No, the probability that you got the arrangement you got is 1. Ask anybody around here. People keep saying that all the time. They think it means something.
That's not the part that's unlikely. What you observe is definitely what you observe. Whether you would have observed what you've observed if X is true is an entirely different question. And your analogy with the deck of cards fails to address that point. You just instructed Jabba to shuffle a deck of cards for no reason, and then you said there is nothing surprising about the shuffled deck of cards.
But the point is, there has to be some final arrangement of the cards. All of the different arrangements have exactly the same probability, so there's nothing particularly surprising about the fact that one of them exists in that particular pack at that particular time, even though the probability is so low.

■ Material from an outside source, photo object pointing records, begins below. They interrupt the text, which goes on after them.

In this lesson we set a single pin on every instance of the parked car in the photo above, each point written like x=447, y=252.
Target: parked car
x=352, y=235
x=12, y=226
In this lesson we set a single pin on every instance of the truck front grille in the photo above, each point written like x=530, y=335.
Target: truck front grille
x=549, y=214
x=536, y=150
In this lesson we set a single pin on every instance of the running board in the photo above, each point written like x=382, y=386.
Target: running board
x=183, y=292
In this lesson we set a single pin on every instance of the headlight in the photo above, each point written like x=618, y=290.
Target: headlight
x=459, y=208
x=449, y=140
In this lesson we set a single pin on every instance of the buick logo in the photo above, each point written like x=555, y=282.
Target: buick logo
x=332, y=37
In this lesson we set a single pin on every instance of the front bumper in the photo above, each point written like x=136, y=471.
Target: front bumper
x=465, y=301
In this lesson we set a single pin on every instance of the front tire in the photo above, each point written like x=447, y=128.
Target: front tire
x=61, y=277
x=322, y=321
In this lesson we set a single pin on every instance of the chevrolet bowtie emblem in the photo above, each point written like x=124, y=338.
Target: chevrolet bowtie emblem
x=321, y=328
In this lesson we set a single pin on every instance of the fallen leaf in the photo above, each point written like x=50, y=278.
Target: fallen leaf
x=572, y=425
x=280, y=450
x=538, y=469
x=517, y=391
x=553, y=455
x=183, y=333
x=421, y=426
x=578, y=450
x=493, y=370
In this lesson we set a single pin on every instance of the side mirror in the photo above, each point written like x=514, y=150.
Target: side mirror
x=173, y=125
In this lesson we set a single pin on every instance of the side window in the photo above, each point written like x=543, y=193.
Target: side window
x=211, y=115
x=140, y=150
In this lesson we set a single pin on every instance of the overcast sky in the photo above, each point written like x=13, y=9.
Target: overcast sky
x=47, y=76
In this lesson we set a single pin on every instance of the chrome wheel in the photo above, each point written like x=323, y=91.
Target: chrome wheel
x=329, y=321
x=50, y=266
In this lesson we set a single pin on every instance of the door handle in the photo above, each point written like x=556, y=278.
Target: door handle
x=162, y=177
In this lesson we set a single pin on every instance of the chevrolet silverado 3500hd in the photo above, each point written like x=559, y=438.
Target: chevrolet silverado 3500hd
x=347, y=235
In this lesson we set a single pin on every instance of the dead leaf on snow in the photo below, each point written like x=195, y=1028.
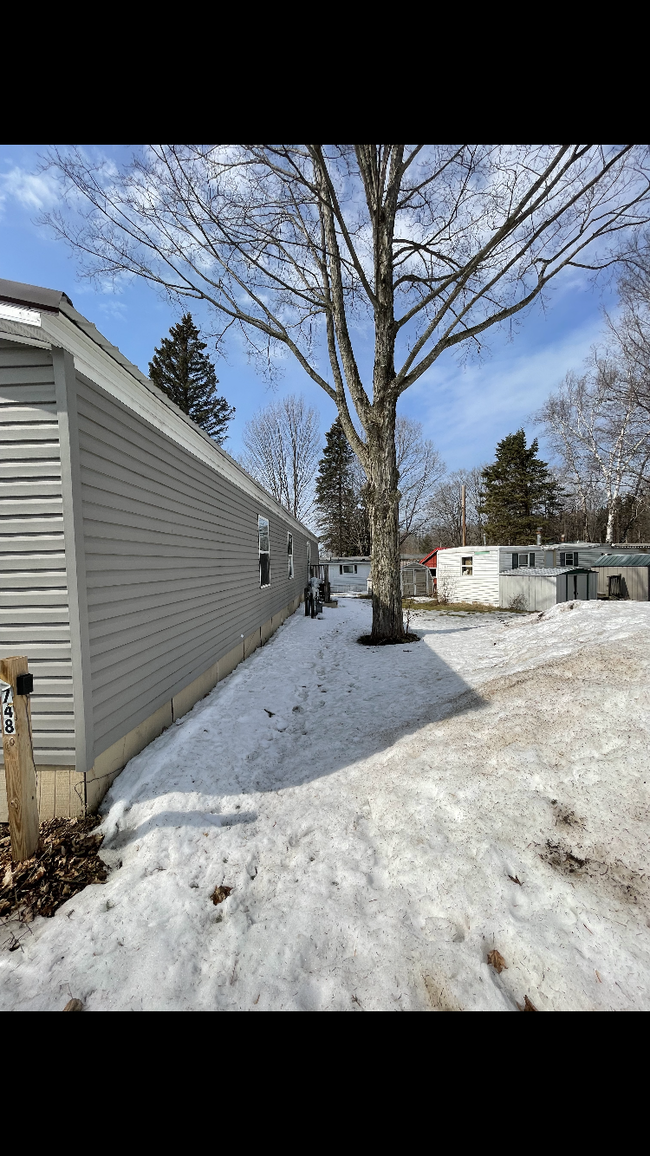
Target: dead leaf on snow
x=496, y=961
x=529, y=1006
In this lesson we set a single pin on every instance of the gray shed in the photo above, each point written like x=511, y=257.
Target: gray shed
x=622, y=576
x=541, y=587
x=140, y=563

It would be extremely surprising if a genie materialized and exclaimed "Congratulations! You are a YUGE winner! You had no idea that is your specific winning combination, but it is and always has been. Every time anyone shuffles that combination, I am compelled to grant you a wish! Anything you ask for!
Strange, isn't it. You had no idea. And you even shuffled your own combination."
So that's all there is to it. The probability of the existence of you, a specific person, isn't relevant, because the probability of all the other possible people existing isn't significantly different, and people exist. To think otherwise would be to think that some outside agency is also intervening when you shuffle a deck of cards.
The probability of him, a specific person, isn't relevant to
you. But that doesn't mean it isn't relevant to
him. The probabilistic significance of an observation is dependent on both the specifics of the observation and on the specific perspective of the observer.
Easy example: you may be blissfully unaware that your existence has any probabilistic significance - until it occurs to you to ask how likely it is that you would exist if Vladimir Putin wanted you dead. When you ask that question, you assume a specific perspective. From that perspective, you can conclude with good confidence that Putin probably doesn't seriously want you dead.